Sweetland and colleagues drew from a large population
Using data from the massive British Million Women’s Study (MWS), investigators compared the risk of VTE between oral and transdermal HT. Of 1,058,259 postmenopausal women followed in the MWS cohort, 36% were current HT users. Of current users, 23% were using oral and 14% were using transdermal HT.

The risk of VTE—including deep venous thrombosis and pulmonary embolism—was significantly elevated with the use of oral HT, with a relative risk (RR) of 1.42, compared with nonuse of HT (95% confidence interval [CI], 1.21–1.66).

The risk of VTE was not elevated among users of transdermal therapy (RR, 0.82; 95% CI, 0.54–1.06).

Roach and colleagues studied VTE among 1,000 HT users
In a large case-control study from the Netherlands, investigators identified 1,082 cases of VTE among women older than age 50. Women who used oral estrogen-progestin HT had four times the risk of VTE, compared with nonusers.
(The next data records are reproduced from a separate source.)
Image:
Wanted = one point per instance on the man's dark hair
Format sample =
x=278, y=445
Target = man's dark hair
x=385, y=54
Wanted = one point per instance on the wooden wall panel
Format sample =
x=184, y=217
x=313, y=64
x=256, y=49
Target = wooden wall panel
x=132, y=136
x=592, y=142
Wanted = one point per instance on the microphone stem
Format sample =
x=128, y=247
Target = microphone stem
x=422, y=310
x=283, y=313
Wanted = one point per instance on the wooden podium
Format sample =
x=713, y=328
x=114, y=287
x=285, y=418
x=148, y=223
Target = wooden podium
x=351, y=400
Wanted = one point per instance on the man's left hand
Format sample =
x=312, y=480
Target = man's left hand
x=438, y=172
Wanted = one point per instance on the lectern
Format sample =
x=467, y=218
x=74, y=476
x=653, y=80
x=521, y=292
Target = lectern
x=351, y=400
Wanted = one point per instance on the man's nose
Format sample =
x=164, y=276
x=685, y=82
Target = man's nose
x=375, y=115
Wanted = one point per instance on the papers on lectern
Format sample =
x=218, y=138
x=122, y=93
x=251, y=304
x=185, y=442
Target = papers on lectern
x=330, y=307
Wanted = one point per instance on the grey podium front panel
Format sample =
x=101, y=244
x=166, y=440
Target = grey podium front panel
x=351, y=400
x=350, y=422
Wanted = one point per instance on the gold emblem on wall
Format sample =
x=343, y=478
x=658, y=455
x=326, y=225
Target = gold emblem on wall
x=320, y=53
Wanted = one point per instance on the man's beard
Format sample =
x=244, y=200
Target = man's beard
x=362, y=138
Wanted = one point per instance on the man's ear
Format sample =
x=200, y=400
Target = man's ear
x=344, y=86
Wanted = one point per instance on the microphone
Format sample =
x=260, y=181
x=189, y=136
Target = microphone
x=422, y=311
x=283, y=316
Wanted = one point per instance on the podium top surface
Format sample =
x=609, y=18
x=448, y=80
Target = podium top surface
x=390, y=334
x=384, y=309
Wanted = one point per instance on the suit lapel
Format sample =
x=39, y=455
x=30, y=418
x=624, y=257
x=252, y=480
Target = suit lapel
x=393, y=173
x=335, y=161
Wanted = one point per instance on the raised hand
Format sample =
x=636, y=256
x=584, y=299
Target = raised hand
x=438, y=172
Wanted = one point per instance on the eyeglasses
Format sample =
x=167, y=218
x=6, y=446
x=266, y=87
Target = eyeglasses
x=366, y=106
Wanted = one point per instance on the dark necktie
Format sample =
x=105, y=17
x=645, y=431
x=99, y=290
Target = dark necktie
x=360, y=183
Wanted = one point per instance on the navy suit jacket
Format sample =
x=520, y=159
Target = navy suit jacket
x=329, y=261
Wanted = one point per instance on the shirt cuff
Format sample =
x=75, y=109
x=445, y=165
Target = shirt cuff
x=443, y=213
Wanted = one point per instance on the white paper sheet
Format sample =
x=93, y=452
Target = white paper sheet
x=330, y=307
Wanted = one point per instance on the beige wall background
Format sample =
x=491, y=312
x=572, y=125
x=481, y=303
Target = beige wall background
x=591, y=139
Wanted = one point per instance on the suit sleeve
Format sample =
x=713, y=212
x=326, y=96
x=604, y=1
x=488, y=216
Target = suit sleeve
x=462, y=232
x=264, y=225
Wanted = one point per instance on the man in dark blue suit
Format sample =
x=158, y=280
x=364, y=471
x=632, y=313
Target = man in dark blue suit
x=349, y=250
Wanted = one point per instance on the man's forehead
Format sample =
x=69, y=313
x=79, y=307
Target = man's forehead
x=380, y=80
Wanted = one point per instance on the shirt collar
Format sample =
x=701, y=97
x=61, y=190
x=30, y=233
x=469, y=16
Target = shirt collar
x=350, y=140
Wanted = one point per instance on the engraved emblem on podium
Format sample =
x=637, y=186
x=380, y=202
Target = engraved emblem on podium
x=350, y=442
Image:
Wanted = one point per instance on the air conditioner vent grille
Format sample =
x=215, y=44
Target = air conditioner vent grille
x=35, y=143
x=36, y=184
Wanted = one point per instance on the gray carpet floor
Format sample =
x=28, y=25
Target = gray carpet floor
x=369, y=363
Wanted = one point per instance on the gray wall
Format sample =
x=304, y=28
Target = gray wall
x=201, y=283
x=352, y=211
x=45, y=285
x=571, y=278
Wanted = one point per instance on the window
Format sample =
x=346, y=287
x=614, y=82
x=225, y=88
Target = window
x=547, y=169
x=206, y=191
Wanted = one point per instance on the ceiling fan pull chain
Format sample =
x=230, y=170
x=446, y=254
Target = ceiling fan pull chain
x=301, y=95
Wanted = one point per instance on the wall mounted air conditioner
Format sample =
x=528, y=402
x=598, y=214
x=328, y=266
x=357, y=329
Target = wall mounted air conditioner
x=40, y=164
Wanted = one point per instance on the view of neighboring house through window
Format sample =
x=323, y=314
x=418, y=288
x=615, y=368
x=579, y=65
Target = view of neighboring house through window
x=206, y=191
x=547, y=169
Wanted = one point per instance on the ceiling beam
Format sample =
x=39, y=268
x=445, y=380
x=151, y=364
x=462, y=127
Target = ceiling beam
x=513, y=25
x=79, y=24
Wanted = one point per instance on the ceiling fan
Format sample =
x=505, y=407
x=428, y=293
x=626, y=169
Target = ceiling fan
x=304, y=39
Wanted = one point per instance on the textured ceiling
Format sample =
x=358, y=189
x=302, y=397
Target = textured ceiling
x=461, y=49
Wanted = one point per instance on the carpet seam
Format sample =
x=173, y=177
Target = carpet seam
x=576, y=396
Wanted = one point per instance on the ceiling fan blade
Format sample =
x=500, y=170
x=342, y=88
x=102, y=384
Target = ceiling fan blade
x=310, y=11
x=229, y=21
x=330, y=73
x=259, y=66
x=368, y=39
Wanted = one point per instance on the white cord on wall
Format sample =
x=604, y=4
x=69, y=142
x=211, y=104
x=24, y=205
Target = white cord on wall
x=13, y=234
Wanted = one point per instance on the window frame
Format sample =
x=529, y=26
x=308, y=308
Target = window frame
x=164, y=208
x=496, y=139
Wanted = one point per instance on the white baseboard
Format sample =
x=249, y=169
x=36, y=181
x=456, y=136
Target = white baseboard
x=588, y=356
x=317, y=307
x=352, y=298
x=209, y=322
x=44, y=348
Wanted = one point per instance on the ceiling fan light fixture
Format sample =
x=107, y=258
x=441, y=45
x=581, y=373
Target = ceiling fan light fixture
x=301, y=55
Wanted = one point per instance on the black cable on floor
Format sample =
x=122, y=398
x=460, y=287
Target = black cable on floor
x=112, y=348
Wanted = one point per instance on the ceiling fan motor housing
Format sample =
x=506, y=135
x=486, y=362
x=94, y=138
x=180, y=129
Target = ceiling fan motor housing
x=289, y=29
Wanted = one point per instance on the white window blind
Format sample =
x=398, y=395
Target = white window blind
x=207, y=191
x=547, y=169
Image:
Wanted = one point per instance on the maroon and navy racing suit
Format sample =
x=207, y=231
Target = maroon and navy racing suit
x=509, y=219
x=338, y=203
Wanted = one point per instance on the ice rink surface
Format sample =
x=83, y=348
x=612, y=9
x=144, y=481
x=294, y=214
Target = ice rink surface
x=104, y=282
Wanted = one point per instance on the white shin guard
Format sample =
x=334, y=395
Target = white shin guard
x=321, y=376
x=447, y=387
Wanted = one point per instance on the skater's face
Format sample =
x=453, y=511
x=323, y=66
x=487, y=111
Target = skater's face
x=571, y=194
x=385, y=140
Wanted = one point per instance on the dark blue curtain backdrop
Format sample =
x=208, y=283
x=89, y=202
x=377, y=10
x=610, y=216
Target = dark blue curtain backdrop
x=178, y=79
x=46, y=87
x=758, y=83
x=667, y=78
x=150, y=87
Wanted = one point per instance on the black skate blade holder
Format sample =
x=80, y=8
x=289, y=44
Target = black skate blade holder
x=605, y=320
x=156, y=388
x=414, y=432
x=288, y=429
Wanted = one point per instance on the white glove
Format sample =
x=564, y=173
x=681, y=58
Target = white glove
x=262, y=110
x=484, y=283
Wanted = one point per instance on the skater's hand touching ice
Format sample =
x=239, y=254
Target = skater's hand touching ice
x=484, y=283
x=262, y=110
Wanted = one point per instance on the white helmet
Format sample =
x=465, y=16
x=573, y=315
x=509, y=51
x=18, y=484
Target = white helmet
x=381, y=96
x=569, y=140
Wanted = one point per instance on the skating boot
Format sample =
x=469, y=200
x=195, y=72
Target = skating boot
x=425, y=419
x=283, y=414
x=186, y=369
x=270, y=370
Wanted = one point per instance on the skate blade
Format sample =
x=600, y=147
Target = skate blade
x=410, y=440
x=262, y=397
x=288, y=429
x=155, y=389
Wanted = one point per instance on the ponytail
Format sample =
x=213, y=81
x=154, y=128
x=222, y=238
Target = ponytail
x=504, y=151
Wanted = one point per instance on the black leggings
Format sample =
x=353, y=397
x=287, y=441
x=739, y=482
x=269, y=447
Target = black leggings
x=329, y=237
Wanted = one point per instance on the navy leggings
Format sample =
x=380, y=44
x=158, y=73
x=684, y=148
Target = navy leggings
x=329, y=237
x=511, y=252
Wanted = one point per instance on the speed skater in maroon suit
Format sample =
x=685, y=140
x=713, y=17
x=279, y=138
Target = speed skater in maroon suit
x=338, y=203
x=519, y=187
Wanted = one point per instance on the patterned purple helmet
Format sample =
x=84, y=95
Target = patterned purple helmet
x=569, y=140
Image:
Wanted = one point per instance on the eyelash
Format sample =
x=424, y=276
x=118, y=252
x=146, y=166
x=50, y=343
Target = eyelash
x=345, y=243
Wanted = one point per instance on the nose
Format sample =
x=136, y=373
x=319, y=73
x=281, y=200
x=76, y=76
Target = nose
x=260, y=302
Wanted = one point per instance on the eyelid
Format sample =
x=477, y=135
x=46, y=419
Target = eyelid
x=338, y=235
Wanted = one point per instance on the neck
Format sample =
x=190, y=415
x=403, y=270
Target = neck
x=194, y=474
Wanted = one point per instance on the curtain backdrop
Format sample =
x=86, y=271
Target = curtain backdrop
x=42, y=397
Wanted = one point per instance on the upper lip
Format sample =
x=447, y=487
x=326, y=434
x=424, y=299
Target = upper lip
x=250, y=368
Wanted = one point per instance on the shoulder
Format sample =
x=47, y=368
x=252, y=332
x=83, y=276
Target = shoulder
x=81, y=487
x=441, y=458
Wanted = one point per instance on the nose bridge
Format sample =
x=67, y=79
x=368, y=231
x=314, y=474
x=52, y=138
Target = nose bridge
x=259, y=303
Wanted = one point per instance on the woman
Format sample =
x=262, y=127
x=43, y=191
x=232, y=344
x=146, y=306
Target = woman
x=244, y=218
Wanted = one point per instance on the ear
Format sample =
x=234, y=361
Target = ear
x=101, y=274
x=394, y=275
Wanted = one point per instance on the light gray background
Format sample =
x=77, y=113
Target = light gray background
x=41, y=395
Although oral unopposed estrogen therapy was also associated with an elevated risk of VTE, this risk was lower than with combination HT and appeared to be dose-dependent.

In contrast, the risk of VTE associated with transdermal estrogen therapy was almost identical to the risk observed in nonusers.

With the addition of these two new studies, there are now six observational studies that agree that transdermal estrogen is safer than oral estrogen with respect to the risk of VTE.2–5

ACOG weighs in
In April 2013, ACOG published a Committee Opinion on the route of administration of HT and the risk of VTE, stating: “When prescribing estrogen therapy, the gynecologist should take into consideration the possible thrombosis-sparing properties of transdermal forms of estrogen therapy.”